L’humeur dont on est lorsqu’on s’est dépêché pour aller voir quelque spectacle. On se demande avec anxiété : « Est-ce maintenant ? Est-ce maintenant ? » Tout en s’installant dans la tribune, on a les yeux fixés sur le point où doit apparaître le cortège.
Une femme est près d’accoucher, le terme normal passe, et rien ne montre que l’enfant va venir.
Quand on reçoit, d’un endroit éloigné, une lettre d’une personne chère, il est impatientant d’ouvrir la missive, que la colle de riz tient solidement fermée. […]
Quand on a longtemps attendu, avec impatience, la naissance d’un bébé, il atteint à peine son cinquantième ou son centième jour60 que l’on voudrait déjà le voir grand.
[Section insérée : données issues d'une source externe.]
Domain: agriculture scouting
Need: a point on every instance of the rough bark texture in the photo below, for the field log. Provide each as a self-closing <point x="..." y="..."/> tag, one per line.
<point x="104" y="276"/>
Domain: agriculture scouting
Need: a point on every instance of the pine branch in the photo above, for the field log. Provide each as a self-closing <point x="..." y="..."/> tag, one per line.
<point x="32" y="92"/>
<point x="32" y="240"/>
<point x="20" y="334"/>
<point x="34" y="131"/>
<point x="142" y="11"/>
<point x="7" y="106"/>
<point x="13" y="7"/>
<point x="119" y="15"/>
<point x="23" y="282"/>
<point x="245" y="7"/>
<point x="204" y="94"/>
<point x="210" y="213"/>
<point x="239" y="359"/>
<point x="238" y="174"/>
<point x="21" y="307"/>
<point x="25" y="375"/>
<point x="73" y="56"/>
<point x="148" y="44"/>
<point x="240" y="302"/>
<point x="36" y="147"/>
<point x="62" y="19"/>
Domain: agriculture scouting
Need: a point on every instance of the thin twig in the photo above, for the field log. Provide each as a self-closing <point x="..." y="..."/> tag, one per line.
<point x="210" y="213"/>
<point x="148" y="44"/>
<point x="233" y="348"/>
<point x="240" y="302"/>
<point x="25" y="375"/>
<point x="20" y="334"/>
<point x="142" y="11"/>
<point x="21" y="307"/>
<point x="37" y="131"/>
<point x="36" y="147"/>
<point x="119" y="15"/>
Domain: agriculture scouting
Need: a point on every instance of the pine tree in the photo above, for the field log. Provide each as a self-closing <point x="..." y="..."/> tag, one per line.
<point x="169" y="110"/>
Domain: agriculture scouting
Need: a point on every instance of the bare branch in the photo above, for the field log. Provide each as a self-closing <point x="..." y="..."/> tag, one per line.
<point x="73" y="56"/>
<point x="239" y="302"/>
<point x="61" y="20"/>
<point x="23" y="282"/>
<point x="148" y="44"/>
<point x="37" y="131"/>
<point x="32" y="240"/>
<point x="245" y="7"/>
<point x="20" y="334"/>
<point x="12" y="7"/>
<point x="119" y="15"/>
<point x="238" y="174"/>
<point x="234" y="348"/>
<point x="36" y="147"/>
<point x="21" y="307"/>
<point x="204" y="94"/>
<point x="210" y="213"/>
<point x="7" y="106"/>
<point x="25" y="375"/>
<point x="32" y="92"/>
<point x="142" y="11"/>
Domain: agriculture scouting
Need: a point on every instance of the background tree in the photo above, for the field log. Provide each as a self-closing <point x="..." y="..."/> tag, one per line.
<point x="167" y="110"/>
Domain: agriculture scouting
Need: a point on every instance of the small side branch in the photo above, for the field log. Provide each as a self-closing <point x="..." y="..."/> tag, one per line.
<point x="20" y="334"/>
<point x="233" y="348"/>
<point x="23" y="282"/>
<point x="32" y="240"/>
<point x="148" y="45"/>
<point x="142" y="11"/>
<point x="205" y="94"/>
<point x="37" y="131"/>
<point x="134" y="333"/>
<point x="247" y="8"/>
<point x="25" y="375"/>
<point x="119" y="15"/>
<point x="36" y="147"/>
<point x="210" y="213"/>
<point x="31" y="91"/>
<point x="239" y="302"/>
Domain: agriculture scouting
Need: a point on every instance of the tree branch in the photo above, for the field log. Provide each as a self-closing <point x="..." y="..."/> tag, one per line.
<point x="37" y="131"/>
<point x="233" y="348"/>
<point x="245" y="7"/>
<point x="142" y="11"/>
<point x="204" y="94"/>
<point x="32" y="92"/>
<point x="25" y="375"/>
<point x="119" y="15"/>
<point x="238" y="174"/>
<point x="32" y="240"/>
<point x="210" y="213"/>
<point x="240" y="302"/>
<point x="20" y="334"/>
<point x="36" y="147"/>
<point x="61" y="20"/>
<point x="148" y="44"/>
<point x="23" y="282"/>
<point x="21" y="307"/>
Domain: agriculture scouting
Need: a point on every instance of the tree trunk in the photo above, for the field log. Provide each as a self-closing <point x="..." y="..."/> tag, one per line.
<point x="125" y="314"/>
Enfiler une aiguille lorsqu’on doit se dépêcher de coudre et que le soir tombe. Mais moi, quand je vois que je vais avoir à faire une chose aussi agaçante, je me saisis d’une partie de l’ouvrage, déjà commencée, où doit se trouver fichée une aiguille enfilée ; je laisse le soin d’en préparer une autre à quelqu’une de mes compagnes. Sans doute parce qu’elle se hâte aussi, elle n’y parvient pas rapidement, et je lui dis : « Allons ! laissez donc cela pour le moment. » Cependant, elle a l’air de penser : « Et pourquoi donc n’arriverais-je pas à enfiler cette aiguille ? » Elle ne peut abandonner les morceaux d’étoffe qu’elle a pris ; à son impatience, s’ajoute de l’aversion pour moi.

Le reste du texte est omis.